Para cumplir con las leyes nacionales y provinciales que obligan a extender la jornada escolar a seis horas, con plazo hasta 2014, hay que garantizar aulas, organización y recursos. En Córdoba, falta un poco de todo. Mariana Otero.

27 de marzo de 2012 a las 12:01 a. m.
Hay que darle sentido a la ley

Para cumplir con las leyes nacionales y provinciales que obligan a extender la jornada escolar a seis horas, con plazo hasta 2014, hay que garantizar aulas, organización y recursos. En Córdoba, falta un poco de todo.

Si hablamos de presupuesto a largo plazo, hoy es difícil estimar la inversión que habría que realizar sólo en infraestructura –al margen de salarios docentes– para cumplir con la norma.

El Consejo para la Planificación Estratégica de la Provincia de Córdoba (Copec) calcula que, si se introdujera la jornada extendida a unas 300 escuelas públicas por año, se requeriría una inversión anual de 105 millones de pesos. La Nación, en este caso, debería hacer su aporte.

Al margen de los recursos, lo que falta es información precisa. Hasta ahora no hay evaluación de la aplicación del programa ni datos concretos sobre los beneficios de extender dos horas la jornada escolar. Sí hay impresiones.

Los maestros, en general, aseguran que los chicos “están contentos” y hasta más entusiasmados que con las clases tradicionales. Parece que donde hay espacio, docentes y materiales, funciona.

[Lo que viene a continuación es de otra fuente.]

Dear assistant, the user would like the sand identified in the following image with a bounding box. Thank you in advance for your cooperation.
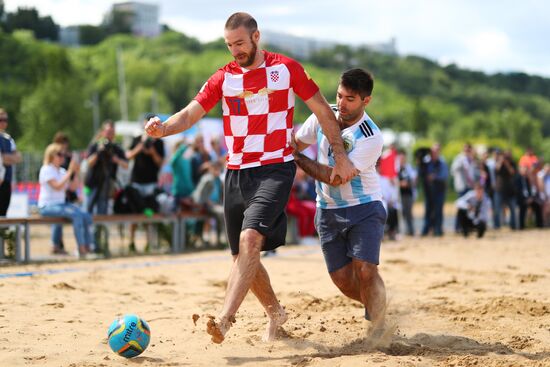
[0,230,550,367]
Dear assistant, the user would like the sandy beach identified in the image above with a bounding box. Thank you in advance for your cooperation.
[0,230,550,367]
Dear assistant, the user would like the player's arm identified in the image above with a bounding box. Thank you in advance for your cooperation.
[305,91,355,182]
[294,150,344,186]
[145,100,206,138]
[290,134,343,186]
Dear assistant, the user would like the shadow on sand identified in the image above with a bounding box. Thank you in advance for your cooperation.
[227,333,550,366]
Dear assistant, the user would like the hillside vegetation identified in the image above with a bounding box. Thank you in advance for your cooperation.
[0,31,550,160]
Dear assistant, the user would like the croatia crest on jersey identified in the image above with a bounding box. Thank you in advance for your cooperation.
[269,70,279,83]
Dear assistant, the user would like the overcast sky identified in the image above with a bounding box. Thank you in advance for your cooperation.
[4,0,550,77]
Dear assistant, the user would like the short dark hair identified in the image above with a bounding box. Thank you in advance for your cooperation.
[340,68,374,98]
[225,12,258,34]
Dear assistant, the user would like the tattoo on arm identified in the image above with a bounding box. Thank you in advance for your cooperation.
[294,153,342,186]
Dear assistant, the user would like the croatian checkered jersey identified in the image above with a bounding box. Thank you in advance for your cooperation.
[296,107,383,209]
[195,51,319,169]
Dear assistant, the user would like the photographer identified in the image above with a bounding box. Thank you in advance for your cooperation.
[126,115,164,252]
[84,120,128,251]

El problema es que faltan condiciones para que todos puedan aprovechar la iniciativa. Sólo unos datos bastan para ilustrarlo: las escuelas suelen compartir edificio con otras, tienen más de un turno y no hay aulas disponibles.

En el 25 por ciento de las escuelas de jornada extendida, ésta sólo se dicta en sexto grado. En algunos casos no tienen Internet, faltan materiales, mobiliario y hasta docentes de algunas materias.

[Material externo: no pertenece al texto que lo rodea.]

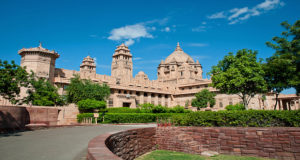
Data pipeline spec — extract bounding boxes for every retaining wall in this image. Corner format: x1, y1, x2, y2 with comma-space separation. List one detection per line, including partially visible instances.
0, 106, 59, 132
87, 127, 300, 160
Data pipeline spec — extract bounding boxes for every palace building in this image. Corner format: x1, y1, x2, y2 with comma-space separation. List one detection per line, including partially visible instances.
9, 43, 300, 110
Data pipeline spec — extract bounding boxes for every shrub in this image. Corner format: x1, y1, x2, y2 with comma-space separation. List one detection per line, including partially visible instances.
168, 105, 192, 113
172, 110, 300, 127
225, 104, 245, 111
107, 107, 141, 113
77, 99, 106, 112
152, 105, 168, 113
104, 113, 175, 123
139, 103, 154, 113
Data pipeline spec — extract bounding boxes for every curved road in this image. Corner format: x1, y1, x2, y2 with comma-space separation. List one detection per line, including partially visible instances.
0, 124, 154, 160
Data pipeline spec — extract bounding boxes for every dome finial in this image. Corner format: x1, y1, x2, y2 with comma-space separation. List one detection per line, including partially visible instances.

El caso de Pilar es, quizá, emblemático. Los padres, por elección, envían a sus hijos a un colegio estatal. Es una institución que supo mantener la “fama” de la antigua y prestigiosa escuela pública. Se entiende que no están en contra de más educación ni apuntan a criticar a maestras y directivos.

Lo que cuestionan es la improvisación, la falta de proyección y la reticencia de brindar información sobre los proyectos en los que se verán envueltos sus hijos.

La protesta va más allá de la falta de tiempo o de lugar para almorzar. Alzan la voz para decir que el cumplimiento de plazos y leyes cobra sentido cuando los beneficios dejan de ser ideas en papel para ser parte de los niños.